Shakespeare and Statistics¶

Shakespeare and a chart Image from https://en.wikipedia.org/wiki/Droeshout_portrait

Can art and science be combined? Natural language processing allows us to use the same statistical skills you might learn in a science class, such as counting up members of a population and looking at their distribution, to gain insight into the written word. Here’s an example of what you can do. Let’s consider the following question:

What are the top 20 phrases in Shakespeare’s Macbeth?¶

Normally when we study Shakespeare we critically read his plays and study the plot, characters, and themes. While this is definitely interesting and useful, we can gain very different insights by taking a multidisciplinary approach.

This is something we would probably never want to do if we had to do it by hand. Imagine getting out your clipboard, writing down every different word or phrase you come across and then counting how many times that same word or phrase reappears. Check out how quickly it can be done using Python code in this Jupyter notebook.

Loading the text¶

There are many public domain works available at Project Gutenberg. You can search or browse to find works that you are interested in analysing.

We are going to search for the play Macbeth by William Shakespeare. On the Download This eBook page we’ll copy the Plain Text UTF-8 link, then use the Requests Python library to download it into a variable called macbeth. We can then refer to it by using macbeth at any point from here on

text_link = 'http://www.gutenberg.org/files/1533/1533-0.txt'

import requests
r = requests.get(text_link) # get the online book file
r.encoding = 'utf-8' # specify the type of text encoding in the file
macbeth = r.text.split('***')[2] # get the part after the header
macbeth = macbeth.replace("’","'").replace("“",'"').replace("”",'"') # replace any 'smart quotes'

For example, we can just print out the first 1000 letters to see that we’ve grabbed the correct document.

print(macbeth[0:1000])

This etext was prepared by the PG Shakespeare Team,
a team of about twenty Project Gutenberg volunteers.



cover 



MACBETH

by William Shakespeare

Contents

ACT I
Scene I. An open Place.
Scene II. A Camp near Forres.
Scene III. A heath.
Scene IV. Forres. A Room in the Palace.
Scene V. Inverness. A Room in Macbeth's Castle.
Scene VI. The same. Before the Castle.
Scene VII. The same. A Lobby in the Castle.


ACT II
Scene I. Inverness. Court within the Castle.
Scene II. The same.
Scene III. The same.
Scene IV. The same. Without the Castle.


ACT III
Scene I. Forres. A Room in the Palace.
Scene II. The same. Another Room in the Palace.
Scene III. The same. A Park or Lawn, with a gate leading to the Palace.
Scene IV. The same. A Room of state in the Palace.
Scene V. The heath.
Scene VI. Forres. A Room in the Palace.


ACT IV
Scene I. A dark Cave. In the middle, a Cauldron Boiling.
Scene II. Fife. A Room in Macduff's Castle.
Scene III. 

Looks good! But that’s a lot of reading to do. And a lot of phrases to count and keep track of. Here’s where some Python libraries come into play.

Crunching the text¶

noun_phrases will grab groups of words that have been identified as phrases containing nouns. This isn’t always 100% correct. English can be a challenging language even for machines, and sometimes the files on Project Gutenberg contain errors that make it even harder, but it can usually do a pretty good job.

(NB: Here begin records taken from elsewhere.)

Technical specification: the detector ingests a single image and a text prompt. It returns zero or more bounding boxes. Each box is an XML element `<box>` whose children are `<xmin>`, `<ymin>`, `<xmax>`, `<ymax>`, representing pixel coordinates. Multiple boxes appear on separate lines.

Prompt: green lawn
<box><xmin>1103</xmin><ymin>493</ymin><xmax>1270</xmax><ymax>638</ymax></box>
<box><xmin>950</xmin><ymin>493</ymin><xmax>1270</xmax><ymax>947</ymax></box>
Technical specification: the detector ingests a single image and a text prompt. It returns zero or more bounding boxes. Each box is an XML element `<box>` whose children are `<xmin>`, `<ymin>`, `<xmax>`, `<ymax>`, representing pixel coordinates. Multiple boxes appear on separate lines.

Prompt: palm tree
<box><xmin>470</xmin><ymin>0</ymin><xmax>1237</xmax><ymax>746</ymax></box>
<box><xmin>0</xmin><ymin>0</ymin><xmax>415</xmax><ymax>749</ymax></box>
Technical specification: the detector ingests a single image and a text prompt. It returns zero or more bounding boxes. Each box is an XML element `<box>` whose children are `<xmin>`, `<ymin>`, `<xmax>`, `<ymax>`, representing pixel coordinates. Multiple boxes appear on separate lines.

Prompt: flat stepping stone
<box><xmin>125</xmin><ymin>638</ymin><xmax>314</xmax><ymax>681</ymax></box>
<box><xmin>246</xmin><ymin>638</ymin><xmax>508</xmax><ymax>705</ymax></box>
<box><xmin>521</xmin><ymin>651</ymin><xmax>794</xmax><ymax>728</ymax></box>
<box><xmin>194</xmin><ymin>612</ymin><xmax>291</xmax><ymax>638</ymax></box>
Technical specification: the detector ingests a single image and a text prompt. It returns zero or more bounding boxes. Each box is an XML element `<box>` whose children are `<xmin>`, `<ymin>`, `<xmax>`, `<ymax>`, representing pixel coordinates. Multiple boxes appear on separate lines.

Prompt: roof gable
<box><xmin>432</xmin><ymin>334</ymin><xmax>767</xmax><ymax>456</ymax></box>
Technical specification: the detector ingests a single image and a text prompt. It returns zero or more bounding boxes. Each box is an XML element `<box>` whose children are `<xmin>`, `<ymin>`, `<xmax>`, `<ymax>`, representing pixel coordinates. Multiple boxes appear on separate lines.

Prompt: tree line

This code cell installs two Python libraries for natural language processing, textblob and nltk, then downloads a corpora data file that will allow us to process the text.

This may take a while to run. On the left you will see In [*]: while it is running. Once it finishes you should see the output printed on the screen.

!pip install textblob --user
!pip install nltk --user
import nltk
try:
    nltk.data.find('tokenizers/punkt')
except LookupError:
    nltk.download('punkt')
try:
    nltk.data.find('tokenizers/brown')
except LookupError:
    nltk.download('brown')
from textblob import TextBlob
macbeth_phrases = TextBlob(macbeth).noun_phrases
print(macbeth_phrases)

What you’re seeing is no longer raw text. It’s now a list of strings. How long is the list? Let’s find out. len is short for “length”, and it will tell you how many items are in any list.

len(macbeth_phrases)

Looks like we have over 3000 noun phrases. We don’t yet know how many of them are repeated.

Counting everything up¶

Here’s where this starts to look like a real science project! Let’s count the unique phrases and create a table of how many times they occur. They’ll be sorted from most to least frequent.

import pandas as pd
unique_texts = list(set(macbeth_phrases))
text_counts =  {text: macbeth_phrases.count(text) for text in unique_texts}
sorted_texts = sorted(text_counts.items(), key=lambda x: x[1], reverse=True)
macbeth_counts = pd.DataFrame(data=sorted_texts, columns=['text', 'count'])
macbeth_counts

There are a lot of them, so we’ll use .head(20) which means show the top twenty. In these lists, the first item is always number 0.

macbeth_counts.head(20)

There we have it! The top 20 phrases in Macbeth! Let’s put those in a plot.

Plotting the results¶

You can do almost any kind of plot or other visual representation of observations like this you could think of in Callysto. We’ll use the cufflinks library to produce a horizontal bar plot, ordered from most to least frequent word.

import cufflinks as cf
cf.go_offline()
macbeth_counts_sorted = macbeth_counts.head(20).sort_values(by='count', ascending=True)
macbeth_counts_sorted.iplot(kind='barh', x='text', y='count', title='Phrase Frequencies in MacBeth', xTitle='Count')

Surprise, surprise. Macbeth is the top phrase in Macbeth. Our main character is mentioned more than twice the number of times as the next most frequent phrase, Macduff, and more than three times the frequency that Lady Macbeth is mentioned.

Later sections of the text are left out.